3. Quadratic Efficiency Gains

Training complexity reduces from O(V×T) to O(V+T), achieving 75% time savings that scale with variation diversity.

From multiplicative to additive scaling

4. Precision-Critical Tasks Remain Challenging

Temporal/dynamic variations (slow task: 268-564 vs E.Abs 996) and visually complex scenes (Breakout) expose limitations, suggesting coordinate transformation may lose fine-grained information.

5. Training Stability Maintained

Relative encoding does not compromise RL training dynamics—convergence and stability match standard absolute training across all environments.
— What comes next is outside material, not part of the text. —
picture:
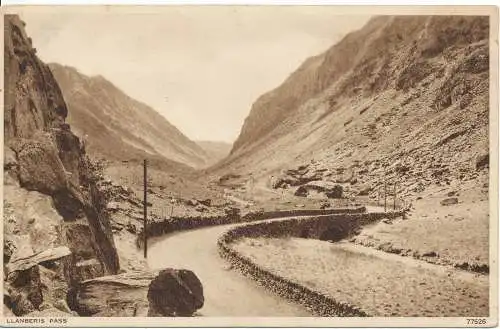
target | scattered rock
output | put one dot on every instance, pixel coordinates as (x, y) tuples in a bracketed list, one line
[(482, 161), (206, 202), (25, 263), (449, 201), (175, 293), (87, 269), (301, 191), (324, 205)]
The coordinate-free transformation integrates seamlessly with standard RL optimization procedures.

Citation

@misc{ricciardi2025r3l,
  title         = {R3L: Relative Representations for Reinforcement Learning},
  author        = {Antonio Pio Ricciardi and Valentino Maiorca and Luca Moschella and
                   Riccardo Marin and Emanuele Rodolà},
  year          = {2025},
  eprint        = {2404.12917},
  archiveprefix = {arXiv},
  primaryclass  = {cs.LG},
  url           = {https://arxiv.org/abs/2404.12917}
}

Authors

Antonio Pio Ricciardi¹ · Valentino Maiorca¹’² · Luca Moschella¹ · Riccardo Marin³ · Emanuele Rodolà¹

¹Sapienza University of Rome, Italy · ²Institute of Science and Technology Austria (ISTA) · ³University of Tübingen, Germany

Future Directions: R3L demonstrates that coordinate-free representations enable modular composition in RL. Open questions include extending to non-deterministic environments, improving precision for high-frequency control tasks, and exploring alternative anchor collection methods that don't require parallel observation access.